I’ve noticed from before, that the assembled anglers very quickly melt away once this stage is over and the beats have been allocated. It is no longer a ‘real competition’ (to quote again from the notice of the event) but there is, I suspect, a competitor lurking within each angler and most seem keen to get their feet in the water with rods at the ready for the moment Midday comes round. Graham, Paul and I were allocated onto Beat 2 (which is the beat from Lords Bridge, upstream to Batt Island) and we, too, went whizzing off as soon as we could to find the track near West Witton, which gives access to that section of the river. We were blessed with the best possible combination of conditions: a lovely, warm settled Autumn day and the river at a perfect height for fishing. It had that amber glow about it, which a rain-fed river takes on when there has been some rain some time ago.

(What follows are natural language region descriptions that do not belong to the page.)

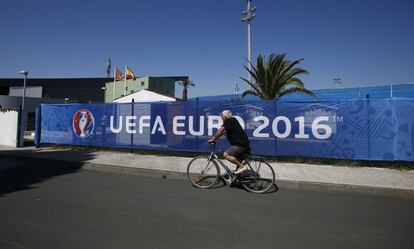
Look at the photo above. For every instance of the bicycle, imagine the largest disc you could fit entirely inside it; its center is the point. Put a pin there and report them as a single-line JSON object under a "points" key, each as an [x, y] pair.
{"points": [[204, 172]]}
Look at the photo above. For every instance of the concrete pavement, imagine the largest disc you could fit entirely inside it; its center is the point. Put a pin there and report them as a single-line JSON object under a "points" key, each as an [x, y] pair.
{"points": [[352, 180]]}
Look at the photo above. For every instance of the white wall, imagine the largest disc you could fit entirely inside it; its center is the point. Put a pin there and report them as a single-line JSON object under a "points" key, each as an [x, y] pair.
{"points": [[8, 127]]}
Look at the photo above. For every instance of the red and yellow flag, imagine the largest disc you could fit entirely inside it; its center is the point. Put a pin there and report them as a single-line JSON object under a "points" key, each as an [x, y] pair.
{"points": [[129, 74], [118, 74]]}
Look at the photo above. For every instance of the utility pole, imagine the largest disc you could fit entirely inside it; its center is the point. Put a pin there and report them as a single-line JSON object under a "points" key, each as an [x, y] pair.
{"points": [[236, 88], [108, 68], [337, 82], [249, 14]]}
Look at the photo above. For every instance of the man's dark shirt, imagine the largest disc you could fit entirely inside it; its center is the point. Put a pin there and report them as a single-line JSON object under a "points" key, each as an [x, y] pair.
{"points": [[235, 133]]}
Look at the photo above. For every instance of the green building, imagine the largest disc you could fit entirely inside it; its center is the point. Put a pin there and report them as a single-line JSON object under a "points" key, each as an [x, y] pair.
{"points": [[164, 85]]}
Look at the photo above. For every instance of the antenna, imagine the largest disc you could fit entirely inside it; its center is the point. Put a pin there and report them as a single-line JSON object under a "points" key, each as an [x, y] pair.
{"points": [[108, 68]]}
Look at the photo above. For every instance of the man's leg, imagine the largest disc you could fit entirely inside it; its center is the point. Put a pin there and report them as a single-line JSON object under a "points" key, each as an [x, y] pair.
{"points": [[232, 159]]}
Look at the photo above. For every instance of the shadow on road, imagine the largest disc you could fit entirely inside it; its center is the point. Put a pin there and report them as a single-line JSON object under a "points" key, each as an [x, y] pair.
{"points": [[21, 170]]}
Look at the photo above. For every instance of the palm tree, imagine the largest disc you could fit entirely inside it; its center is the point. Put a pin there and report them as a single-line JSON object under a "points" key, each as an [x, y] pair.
{"points": [[186, 83], [276, 77]]}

I was using my 14’ Tenkara rod and on the end a nymph pattern which I call ‘the Purple Warrior’, which I get from John Emerson of Unique Flies. It is tied on a jig hook and its most obvious features are a bead – looking like a lustrous pearl – and just behind this, a sparkly purple collar with no hackle. I’m not sure you’ll find anything like this coming down the Ure on an Autumn afternoon, but I think it fair to say that the ‘lady of the stream’ likes a bit of bling! I ended up with two brace during the session and I suppose one or two got off. I like to get them back where they belong as soon as I can, but that brief encounter each time a grayling comes to the net is a reminder of what a wonderful wild creature they are.
Four o’clock came round soon enough and it was time to head off back to the Three Horse Shoes for the raffle and the results. In first place was Andy Ralph – a worthy winner with a tally of 18 grayling, predominantly on dry fly, runner up was Adam Fewtrell with a total of 14 grayling. I’m told that 45 anglers took part this year and a total of 125 grayling were caught and safely returned to the river. The day raised £840 which was split in support of local S&TC branches and the various River Trusts in the region.
Having a driver to take us back to Scarborough meant that Graham and I were able to get our share of that aforementioned delightful beer and, having previously planned to make a quick exit, we were, in fact, nearly the last to leave and this with some regret! The Three Horse Shoes is the sort of place where you could get well settled for the evening.
In conclusion, I should like to thank Peter Chambers & Duncan Courtney, on behalf of us all for their efforts in organising this most enjoyable event. The opportunity to fish is such lovely surroundings, bookended by gatherings in convivial company, is not to be missed and, if you’ve not tried it before, then I urge you to do so. I guarantee that you’ll have a reet good day out!!